EPA Releases New Tool For Mapping Ecosystem Services

Payments for ecosystem services rely on data that’s both trustworthy and accessible, but they’re often dogged by data that lacks both. Last week, the US Environmental Protection Agency unveiled a tool that delivers on the accessibility and transparency fronts by providing an incredibly easy-to-use interface for accessing more than 300 separate data layers.

While the National Mitigation and Ecosystem Banking Conference was winding down in Denver, the US Environmental Protection Agency was unveiling a new tool for mapping ecosystem services across the country.

12 May 2013 | WASHINGTON, DC | Payments for ecosystem services rely on data that’s both trustworthy and accessible, but they’re often dogged by data that lacks both.

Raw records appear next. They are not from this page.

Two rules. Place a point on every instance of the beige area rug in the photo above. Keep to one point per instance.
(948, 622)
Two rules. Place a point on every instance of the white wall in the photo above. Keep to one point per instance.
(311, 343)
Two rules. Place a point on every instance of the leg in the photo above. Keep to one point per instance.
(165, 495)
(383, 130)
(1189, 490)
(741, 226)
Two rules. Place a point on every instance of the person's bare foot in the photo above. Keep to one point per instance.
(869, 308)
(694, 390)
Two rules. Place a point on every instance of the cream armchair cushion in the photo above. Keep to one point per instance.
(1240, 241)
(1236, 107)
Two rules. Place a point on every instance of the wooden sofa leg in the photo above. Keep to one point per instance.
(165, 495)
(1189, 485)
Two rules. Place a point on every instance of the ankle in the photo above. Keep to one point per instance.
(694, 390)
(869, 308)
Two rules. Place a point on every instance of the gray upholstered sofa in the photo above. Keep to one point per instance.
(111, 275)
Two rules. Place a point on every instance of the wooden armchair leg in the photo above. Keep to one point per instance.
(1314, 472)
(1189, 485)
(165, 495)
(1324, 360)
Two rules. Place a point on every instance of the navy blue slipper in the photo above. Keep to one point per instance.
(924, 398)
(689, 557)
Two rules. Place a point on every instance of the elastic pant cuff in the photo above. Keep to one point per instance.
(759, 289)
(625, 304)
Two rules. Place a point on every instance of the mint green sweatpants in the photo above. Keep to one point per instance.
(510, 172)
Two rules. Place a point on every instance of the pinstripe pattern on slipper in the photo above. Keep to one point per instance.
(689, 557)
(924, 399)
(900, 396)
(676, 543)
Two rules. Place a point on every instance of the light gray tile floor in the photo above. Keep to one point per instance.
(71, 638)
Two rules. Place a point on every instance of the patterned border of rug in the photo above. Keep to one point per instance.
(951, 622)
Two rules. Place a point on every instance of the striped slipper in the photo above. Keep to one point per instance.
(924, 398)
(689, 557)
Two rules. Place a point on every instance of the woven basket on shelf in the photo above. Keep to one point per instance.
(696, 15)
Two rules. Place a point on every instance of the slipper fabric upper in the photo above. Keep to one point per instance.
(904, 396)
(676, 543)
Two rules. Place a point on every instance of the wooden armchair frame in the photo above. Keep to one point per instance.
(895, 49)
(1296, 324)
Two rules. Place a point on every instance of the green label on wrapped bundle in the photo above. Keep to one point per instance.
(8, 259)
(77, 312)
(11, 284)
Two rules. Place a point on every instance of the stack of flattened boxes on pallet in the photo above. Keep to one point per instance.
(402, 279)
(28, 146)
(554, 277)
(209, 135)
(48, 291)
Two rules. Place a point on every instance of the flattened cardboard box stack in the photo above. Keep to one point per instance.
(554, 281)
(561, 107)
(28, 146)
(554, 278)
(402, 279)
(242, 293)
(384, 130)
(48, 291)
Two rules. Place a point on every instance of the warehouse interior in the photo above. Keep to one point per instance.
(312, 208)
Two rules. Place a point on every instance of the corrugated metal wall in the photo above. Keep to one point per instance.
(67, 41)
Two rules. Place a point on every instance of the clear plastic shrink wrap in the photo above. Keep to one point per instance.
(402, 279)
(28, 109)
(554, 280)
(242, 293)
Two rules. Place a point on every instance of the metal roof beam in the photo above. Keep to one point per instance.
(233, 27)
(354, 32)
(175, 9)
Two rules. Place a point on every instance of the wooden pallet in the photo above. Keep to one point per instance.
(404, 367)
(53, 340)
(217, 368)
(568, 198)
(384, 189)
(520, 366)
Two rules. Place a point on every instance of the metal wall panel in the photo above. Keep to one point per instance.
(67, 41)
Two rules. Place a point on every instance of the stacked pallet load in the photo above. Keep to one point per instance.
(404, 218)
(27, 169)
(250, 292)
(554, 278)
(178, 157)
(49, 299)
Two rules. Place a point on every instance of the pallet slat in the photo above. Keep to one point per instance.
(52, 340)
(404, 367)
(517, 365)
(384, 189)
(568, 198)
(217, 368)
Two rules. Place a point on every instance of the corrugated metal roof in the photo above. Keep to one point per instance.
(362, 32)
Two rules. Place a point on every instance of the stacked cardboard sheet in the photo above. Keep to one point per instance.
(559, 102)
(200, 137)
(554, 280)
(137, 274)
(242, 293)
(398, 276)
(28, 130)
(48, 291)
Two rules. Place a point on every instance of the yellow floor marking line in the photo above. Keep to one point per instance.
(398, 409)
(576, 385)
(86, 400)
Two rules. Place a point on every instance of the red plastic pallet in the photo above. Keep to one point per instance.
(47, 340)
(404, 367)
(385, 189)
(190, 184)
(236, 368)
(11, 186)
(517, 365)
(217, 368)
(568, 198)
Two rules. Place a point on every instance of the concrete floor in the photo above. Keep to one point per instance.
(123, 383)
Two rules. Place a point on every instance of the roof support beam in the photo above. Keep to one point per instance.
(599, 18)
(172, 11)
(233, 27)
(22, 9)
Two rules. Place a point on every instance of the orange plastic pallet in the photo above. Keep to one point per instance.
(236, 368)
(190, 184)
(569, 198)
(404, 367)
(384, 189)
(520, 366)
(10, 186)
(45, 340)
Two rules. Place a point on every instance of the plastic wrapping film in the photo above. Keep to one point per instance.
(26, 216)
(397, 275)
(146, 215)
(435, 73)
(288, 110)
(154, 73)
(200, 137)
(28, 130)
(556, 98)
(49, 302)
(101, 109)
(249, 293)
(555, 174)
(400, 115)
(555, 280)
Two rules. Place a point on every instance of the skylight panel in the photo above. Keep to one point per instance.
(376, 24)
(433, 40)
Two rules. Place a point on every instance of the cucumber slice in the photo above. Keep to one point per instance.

Last week, the U.S. Environmental Protection Agency (EPA) unveiled a tool that delivers on the accessibility and transparency fronts by providing an incredibly easy-to-use interface for accessing more than 300 separate data layers of geographic, demographic, and environmental data across the United States.

Developed in collaboration with other federal and state agencies, including the the US Geological Survey and the US Forest Service, as well as universities and non-governmental organizations (NGOs), EnviroAtlas creates a map-based interface onto which data from an exhaustive matrix can be overlaid and analyzed.

The tool is designed to be scaled up as more data become available, and to shine a light into the data itself, which should flush weaknesses and shortcomings out into the open. It also lets users generate customized maps and images that show the condition of their local community’s air, water, and landscape; as well as population density and other demographic data. Users can investigate land cover patterns, see how ecosystem services reduce pollution, and view closer to true scale data to compare them across selected communities.

It can be used for everything from planning urban parks to identifying the best location for a new park to mapping the impacts of a new road.

“Our health and well-being, our economy and our security depend upon healthy ecosystems,” says Bob Perciasepe, Deputy Administrator of EPA, “By providing EnviroAtlas, which contains a wealth of information for the United States, EPA is helping to ensure that anyone making decisions that may impact ecosystems will have the best available knowledge to build prosperous communities while conserving our natural resources.”